‘Thirteen Reasons Why’ sweeps away audience


Melissa NunezOpinions and Features Editor

In the thematic murder mystery that is “Thirteen Reasons Why,” the series plays off clues left behind by the deceased herself, Hannah Baker, played by Katherine Langford, and will have audiences thirsting for more with every coming episode.

In this Netflix original, viewers follow high schooler Clay Jensen in uncovering the mystery behind Baker’s death. Within the first few opening sequences, the only thing audiences can tell is this high school is in mourning and the lead seems to be dejected as he wraps his head around the tragedy himself. But Jensen will soon realize that while Baker is dead and gone, she is not nearly finished with him yet and will take him on a journey of rumors, scheming and betrayal that can only personify the ferocity that is high school.

One of the most significant aspects of the series is the remarkable casting.

Jensen, portrayed by Dylan Minnette, is no stranger to suspense as his most recent flicks suggest, with the newly released 2016 horror phenomenon “Don’t Breathe,” where he starred as Alex, and his role as Zach in the 2015 adaptation of “Goosebumps.”

In “Thirteen Reasons Why,” Minnette persuasively plays a socially awkward, anxious Jensen as he steers the mysteries behind Baker’s death. While Jensen is a regular high schooler navigating the treacherous waters of adolescence, audiences of any age can relate to Minnette’s rendition of the teenager’s efforts to bring justice to a friend that perished too soon.

Baker’s mother, played by Kate Walsh, flawlessly represented the grief stricken, determined mother ceaselessly fighting to ensure her daughter’s death will not remain a faceless tragedy.

Walsh’s success in envisioning strong, resolute women on screen is evident as from her most prominent role as Dr. Addison Forbes Montgomery-Shepherd on “Grey’s Anatomy,” from 2005 through 2012 and from “Private Practice,” which aired from 2007 through 2013. Walsh represented a mother’s grief in the only way it should be—gritty, unfiltered and tragic. Audiences look to Mrs. Baker and feel the crushing gravity of a mother’s loss as she desperately searches for the “why” in an endless sea of questions.

While audiences become swept away in the details that is Baker’s demise, they also get a harsh look into the reality of the modern teenager.

In “Thirteen Reasons Why,” as a new student, Baker adapts to her new school as any would expect: she makes friends, crushes on classmates and deals with new dramas. But as quickly as Baker seems to find her footing, she is knocked off balance as she becomes the target of ridicule and rumours, even from those closest to her. Suddenly those who are her allies, become bystanders.

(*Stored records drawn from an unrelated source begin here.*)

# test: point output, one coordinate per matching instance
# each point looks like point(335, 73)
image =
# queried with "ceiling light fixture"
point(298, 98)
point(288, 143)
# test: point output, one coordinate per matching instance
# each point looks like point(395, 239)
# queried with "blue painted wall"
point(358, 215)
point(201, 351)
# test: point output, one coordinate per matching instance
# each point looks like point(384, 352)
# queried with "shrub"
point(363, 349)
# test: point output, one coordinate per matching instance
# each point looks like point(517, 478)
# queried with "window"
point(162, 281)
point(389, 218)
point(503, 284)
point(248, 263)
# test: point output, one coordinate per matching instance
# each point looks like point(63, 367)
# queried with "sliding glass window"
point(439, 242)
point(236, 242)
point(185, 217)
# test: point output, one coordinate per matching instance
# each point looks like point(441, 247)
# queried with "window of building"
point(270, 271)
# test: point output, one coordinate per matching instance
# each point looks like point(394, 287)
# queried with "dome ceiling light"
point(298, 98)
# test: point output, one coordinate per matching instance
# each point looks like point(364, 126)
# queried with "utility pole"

From the outside of the conflict, school administrators and parents remain oblivious to the ongoing battles Baker faces in her day to day. It is not until after her death that parents throughout the school become curious about their children’s well being.

While the conflict that precedes Baker’s death is as intense as it is turbulent, it is in no way unique to the high school experience where relentless taunting and sexual violence can become a reality to some.

The allure in Baker’s journey is not an imaginative narrative, rather one that is representative of a larger, regular problem that teenagers are often faced with every morning when they go to school.